De acordo com a reportagem da Wired, as instruções da OpenAI aos contratados envolvem detalhar as tarefas realizadas em outros empregos e fornecer exemplos tangíveis de resultados de trabalho. Esses exemplos podem incluir documentos, apresentações, planilhas, imagens ou repositórios de código. A empresa supostamente aconselha os contratados a remover informações proprietárias e de identificação pessoal antes de carregar esses arquivos, oferecendo uma "ferramenta de limpeza ChatGPT Superstar" para auxiliar nesse processo.
A prática levanta questões legais e éticas significativas em torno da propriedade intelectual.
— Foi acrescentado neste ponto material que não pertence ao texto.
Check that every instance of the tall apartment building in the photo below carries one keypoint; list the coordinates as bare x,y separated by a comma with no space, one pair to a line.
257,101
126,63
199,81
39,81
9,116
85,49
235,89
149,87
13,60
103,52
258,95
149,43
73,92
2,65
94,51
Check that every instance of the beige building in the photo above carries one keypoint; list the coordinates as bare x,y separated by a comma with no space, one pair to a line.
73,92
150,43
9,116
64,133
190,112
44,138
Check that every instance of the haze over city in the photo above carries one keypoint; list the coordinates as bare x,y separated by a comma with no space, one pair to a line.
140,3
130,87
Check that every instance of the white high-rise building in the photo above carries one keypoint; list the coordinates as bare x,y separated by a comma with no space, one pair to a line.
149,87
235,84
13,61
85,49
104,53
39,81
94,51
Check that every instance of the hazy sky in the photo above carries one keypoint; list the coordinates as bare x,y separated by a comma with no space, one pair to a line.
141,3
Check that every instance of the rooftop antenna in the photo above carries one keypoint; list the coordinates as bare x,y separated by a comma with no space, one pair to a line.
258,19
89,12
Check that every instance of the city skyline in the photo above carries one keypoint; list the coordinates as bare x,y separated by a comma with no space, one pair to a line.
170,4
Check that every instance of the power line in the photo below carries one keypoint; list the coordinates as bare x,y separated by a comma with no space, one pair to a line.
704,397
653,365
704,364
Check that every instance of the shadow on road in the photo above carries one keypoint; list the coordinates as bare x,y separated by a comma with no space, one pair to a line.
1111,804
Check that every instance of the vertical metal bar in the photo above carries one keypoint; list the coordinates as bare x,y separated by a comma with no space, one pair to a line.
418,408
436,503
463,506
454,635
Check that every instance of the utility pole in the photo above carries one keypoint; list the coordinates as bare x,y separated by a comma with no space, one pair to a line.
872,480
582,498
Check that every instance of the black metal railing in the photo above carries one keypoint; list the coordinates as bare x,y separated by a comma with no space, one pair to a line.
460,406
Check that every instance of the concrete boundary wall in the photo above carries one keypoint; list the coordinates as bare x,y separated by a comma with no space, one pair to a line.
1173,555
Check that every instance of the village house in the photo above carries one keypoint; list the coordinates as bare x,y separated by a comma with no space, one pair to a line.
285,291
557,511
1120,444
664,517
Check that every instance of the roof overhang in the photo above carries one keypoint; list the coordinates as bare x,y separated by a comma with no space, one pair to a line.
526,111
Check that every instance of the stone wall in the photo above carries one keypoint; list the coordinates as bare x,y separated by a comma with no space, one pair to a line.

Evan Brown, um advogado de propriedade intelectual, disse à Wired que essa abordagem acarreta um risco considerável para os laboratórios de IA, pois depende fortemente da confiabilidade dos contratados para limpar adequadamente os dados confidenciais.
O cerne desta estratégia reside no conceito de aprendizado de máquina. Os modelos de IA, particularmente os grandes modelos de linguagem (LLMs) como os desenvolvidos pela OpenAI, exigem vastas quantidades de dados para aprender e melhorar. Esses dados são usados para treinar os modelos para entender a linguagem, gerar texto e executar outras tarefas. Ao fornecer exemplos reais de trabalho concluído, as empresas de IA visam ajustar seus modelos para melhor replicar e automatizar tarefas profissionais complexas.
As implicações desta estratégia de coleta de dados se estendem além do domínio técnico. Se bem-sucedida, a automação de empregos de escritório pode levar a mudanças significativas no mercado de trabalho, potencialmente deslocando trabalhadores em vários setores. As considerações éticas em torno da privacidade de dados e dos direitos de propriedade intelectual também se tornam primordiais, exigindo atenção cuidadosa e salvaguardas robustas.
Atualmente, não está claro quão difundida é essa prática em todo o setor de IA. No entanto, a reportagem sugere uma tendência crescente entre as empresas de IA de buscar dados de treinamento de alta qualidade de contratados. O impacto a longo prazo desta tendência no cenário da IA e na força de trabalho em geral ainda está por ser visto, mas merece um exame minucioso das perspectivas legal, ética e social.